In databases, when you find yourself often using something in one table to look up things in another, you can speed things up by denormalizing the structure, fusing two tables together. In one possible denormalization, you fuse the Story-Passages table into the Stories table, giving each story a list of passages. In another denormalization, you fuse the Story-Passages table into Passages, giving each Passage a reference to its containing story. The two denormalizations correspond to the original Options 1 and 2 at the top of this post. (A third denormalization fuses Story-Passages into both.)

And now, we see that the reasons to choose one over the other are the same as the reasons to denormalize a table. For the choice between the passages and the story fields, it’s a matter of how often each would be accessed. Since data tends to be accessed hierarchically, I’d expect the need to fetch all the passages of a story to be great, and the need to work with a passage of an unknown story to be slight. This suggests Option 1 (well, Option 1 + more fields you need to actually write this app). But know that both are denormalizations of the true relationship.

Edit 7/25/2018: Shortly after writing this, Daniel Jackson told me about OMT, an old method for object-oriented design. OMT (or at least Daniel) also argues that it is proper to think in terms of relationships rather than hierarchy ("objects as points rather than containers"), and these relationships have no direction other than those that make data-access patterns easier.

Building Blocks

What about mutability gives values identity? How does it make two things of equal values suddenly inequal? Let’s dig into the mechanics of equality and find out.

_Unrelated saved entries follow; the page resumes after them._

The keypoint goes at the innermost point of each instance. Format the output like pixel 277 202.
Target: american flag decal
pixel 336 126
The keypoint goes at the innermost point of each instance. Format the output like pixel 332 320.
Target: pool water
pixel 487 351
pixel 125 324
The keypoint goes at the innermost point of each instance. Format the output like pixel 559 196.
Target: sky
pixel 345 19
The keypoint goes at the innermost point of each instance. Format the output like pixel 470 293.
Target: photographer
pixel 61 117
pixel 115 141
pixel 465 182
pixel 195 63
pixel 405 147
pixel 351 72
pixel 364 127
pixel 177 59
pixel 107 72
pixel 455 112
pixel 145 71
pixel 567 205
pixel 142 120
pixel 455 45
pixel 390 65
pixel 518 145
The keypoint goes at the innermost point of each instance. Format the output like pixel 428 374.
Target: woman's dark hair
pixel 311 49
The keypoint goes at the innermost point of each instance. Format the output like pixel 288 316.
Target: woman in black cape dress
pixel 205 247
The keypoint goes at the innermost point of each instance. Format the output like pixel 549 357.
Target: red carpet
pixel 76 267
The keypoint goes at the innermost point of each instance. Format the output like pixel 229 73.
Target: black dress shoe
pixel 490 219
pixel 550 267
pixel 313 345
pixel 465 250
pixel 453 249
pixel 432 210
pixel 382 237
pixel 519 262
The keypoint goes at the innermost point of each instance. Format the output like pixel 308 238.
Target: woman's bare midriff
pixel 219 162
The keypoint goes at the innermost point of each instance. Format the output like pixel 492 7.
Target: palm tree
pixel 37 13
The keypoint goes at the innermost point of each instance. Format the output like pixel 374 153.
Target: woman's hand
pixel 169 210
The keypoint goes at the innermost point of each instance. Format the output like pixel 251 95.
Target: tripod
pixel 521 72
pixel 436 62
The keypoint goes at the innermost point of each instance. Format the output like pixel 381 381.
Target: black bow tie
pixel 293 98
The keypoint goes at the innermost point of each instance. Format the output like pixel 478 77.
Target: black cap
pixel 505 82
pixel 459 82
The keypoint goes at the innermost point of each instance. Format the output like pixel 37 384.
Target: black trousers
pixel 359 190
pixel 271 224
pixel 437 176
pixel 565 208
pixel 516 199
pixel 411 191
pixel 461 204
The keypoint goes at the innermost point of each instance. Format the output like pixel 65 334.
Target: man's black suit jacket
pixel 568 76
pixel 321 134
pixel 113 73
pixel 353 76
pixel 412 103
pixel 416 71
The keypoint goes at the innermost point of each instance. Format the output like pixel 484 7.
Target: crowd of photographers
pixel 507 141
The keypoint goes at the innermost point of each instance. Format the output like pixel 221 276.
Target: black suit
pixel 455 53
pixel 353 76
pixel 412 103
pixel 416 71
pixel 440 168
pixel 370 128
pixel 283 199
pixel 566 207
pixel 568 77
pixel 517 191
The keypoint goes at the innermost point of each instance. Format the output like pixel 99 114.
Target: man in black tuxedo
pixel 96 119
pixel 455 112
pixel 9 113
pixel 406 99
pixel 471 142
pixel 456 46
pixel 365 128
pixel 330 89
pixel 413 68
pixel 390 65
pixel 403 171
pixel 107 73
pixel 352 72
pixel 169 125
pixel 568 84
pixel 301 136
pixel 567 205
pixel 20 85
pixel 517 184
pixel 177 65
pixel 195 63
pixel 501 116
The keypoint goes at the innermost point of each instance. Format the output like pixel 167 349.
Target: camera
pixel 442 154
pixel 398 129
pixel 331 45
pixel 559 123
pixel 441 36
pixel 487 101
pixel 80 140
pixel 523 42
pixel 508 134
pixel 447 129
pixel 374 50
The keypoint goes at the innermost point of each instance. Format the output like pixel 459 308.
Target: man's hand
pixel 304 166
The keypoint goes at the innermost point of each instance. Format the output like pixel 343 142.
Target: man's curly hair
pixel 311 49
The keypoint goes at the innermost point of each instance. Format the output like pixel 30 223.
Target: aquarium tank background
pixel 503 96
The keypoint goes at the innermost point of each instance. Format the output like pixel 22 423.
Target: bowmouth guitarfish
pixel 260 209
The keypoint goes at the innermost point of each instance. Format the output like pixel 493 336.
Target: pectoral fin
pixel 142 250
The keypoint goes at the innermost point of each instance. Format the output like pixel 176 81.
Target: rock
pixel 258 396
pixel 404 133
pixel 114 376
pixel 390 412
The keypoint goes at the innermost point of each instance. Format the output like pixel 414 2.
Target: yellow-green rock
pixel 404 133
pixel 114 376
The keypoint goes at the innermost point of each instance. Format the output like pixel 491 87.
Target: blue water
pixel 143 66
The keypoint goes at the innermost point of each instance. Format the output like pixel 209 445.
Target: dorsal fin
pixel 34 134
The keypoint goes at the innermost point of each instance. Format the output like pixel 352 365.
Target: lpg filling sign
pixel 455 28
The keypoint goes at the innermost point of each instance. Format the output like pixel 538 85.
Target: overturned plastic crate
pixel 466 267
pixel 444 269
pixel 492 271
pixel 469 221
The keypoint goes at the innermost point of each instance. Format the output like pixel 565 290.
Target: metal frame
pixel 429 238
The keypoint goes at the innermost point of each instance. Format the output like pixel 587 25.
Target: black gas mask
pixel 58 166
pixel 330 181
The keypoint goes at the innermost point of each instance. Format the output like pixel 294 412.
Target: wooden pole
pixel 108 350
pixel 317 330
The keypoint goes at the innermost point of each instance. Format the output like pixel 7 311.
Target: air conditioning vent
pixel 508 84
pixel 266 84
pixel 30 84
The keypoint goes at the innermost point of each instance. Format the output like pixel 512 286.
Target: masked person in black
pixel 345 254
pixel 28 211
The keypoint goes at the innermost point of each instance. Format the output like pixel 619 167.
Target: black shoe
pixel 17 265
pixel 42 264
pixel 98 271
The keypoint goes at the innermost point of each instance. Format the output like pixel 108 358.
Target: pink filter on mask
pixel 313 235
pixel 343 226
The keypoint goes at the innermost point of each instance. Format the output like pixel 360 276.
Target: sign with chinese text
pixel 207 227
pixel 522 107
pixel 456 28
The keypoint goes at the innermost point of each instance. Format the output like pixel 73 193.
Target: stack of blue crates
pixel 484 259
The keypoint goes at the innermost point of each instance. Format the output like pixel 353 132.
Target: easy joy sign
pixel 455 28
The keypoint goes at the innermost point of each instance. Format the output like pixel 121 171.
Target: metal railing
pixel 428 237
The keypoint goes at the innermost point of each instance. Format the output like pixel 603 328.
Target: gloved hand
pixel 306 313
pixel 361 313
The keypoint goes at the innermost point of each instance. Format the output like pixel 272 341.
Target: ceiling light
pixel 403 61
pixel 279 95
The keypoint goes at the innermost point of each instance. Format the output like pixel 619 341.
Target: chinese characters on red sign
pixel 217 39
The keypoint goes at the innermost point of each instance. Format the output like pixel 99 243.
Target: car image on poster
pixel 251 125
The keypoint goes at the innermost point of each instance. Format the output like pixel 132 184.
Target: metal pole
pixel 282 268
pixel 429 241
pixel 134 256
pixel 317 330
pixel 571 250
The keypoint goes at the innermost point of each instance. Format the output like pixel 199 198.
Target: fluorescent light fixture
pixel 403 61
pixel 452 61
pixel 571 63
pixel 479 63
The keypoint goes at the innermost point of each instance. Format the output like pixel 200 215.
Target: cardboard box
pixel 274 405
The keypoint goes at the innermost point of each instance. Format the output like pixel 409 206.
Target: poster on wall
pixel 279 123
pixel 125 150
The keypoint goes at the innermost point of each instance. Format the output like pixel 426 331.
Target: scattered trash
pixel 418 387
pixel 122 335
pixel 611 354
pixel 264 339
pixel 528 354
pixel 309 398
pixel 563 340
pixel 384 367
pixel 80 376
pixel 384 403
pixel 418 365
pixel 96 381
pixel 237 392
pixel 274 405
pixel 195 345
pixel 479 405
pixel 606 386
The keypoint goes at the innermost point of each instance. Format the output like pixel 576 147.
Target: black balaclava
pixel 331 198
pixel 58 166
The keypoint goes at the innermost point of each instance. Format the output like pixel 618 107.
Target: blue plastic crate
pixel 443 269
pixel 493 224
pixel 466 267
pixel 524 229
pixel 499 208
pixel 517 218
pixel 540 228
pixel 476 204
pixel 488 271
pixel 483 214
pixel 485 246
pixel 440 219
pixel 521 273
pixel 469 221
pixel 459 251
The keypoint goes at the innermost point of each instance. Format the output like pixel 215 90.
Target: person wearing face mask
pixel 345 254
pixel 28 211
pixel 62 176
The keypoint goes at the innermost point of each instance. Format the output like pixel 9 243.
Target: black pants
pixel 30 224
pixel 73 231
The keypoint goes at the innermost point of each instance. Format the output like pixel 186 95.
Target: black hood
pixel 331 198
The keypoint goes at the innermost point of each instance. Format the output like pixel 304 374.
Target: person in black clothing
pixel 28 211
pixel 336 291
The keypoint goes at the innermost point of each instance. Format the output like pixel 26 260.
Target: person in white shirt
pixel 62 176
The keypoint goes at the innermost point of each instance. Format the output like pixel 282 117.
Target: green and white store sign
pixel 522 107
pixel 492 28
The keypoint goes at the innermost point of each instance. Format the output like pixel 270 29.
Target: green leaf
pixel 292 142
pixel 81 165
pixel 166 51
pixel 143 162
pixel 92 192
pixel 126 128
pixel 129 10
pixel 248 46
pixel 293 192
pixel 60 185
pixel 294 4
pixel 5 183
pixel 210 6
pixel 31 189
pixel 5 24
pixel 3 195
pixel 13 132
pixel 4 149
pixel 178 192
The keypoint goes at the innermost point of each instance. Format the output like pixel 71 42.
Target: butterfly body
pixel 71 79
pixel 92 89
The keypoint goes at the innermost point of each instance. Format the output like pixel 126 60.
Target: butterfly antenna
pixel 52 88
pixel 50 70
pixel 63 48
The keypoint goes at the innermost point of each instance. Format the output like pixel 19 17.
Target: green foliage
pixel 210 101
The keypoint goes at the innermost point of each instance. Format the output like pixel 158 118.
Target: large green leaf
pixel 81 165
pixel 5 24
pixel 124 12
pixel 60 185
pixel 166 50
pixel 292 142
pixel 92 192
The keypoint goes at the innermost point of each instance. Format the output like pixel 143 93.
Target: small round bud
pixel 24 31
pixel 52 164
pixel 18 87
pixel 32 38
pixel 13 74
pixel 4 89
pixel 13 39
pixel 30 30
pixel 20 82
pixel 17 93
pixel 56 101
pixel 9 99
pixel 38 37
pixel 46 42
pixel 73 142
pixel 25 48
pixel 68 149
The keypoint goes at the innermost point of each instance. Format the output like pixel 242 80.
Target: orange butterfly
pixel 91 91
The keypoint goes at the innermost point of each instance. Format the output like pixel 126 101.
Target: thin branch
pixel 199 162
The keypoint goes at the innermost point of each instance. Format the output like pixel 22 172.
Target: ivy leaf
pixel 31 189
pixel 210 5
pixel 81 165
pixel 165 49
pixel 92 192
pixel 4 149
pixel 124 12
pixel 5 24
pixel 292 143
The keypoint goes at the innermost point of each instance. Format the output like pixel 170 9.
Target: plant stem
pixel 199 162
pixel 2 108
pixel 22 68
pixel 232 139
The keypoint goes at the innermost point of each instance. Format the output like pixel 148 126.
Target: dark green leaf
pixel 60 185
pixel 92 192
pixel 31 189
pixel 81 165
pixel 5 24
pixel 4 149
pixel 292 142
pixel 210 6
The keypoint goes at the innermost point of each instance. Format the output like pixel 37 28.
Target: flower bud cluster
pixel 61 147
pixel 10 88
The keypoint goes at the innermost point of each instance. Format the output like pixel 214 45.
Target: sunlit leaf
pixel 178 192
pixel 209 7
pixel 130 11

Equality in programming languages comes from the idea of identity of indiscernibles , which states that if there is nothing you can do to tell two things apart, they are the same.

At their core, Story and Passage are both tuples. In Option 1, Story is a pair of a title and a list of passages, while Passage is a triple of a title, contents, and a list of links. At the end of the day, the only thing you can do with a Story or Passage is to look at its components. So if both components of two Story's are equal, then the Story‘s are indistinguishable, and hence equal.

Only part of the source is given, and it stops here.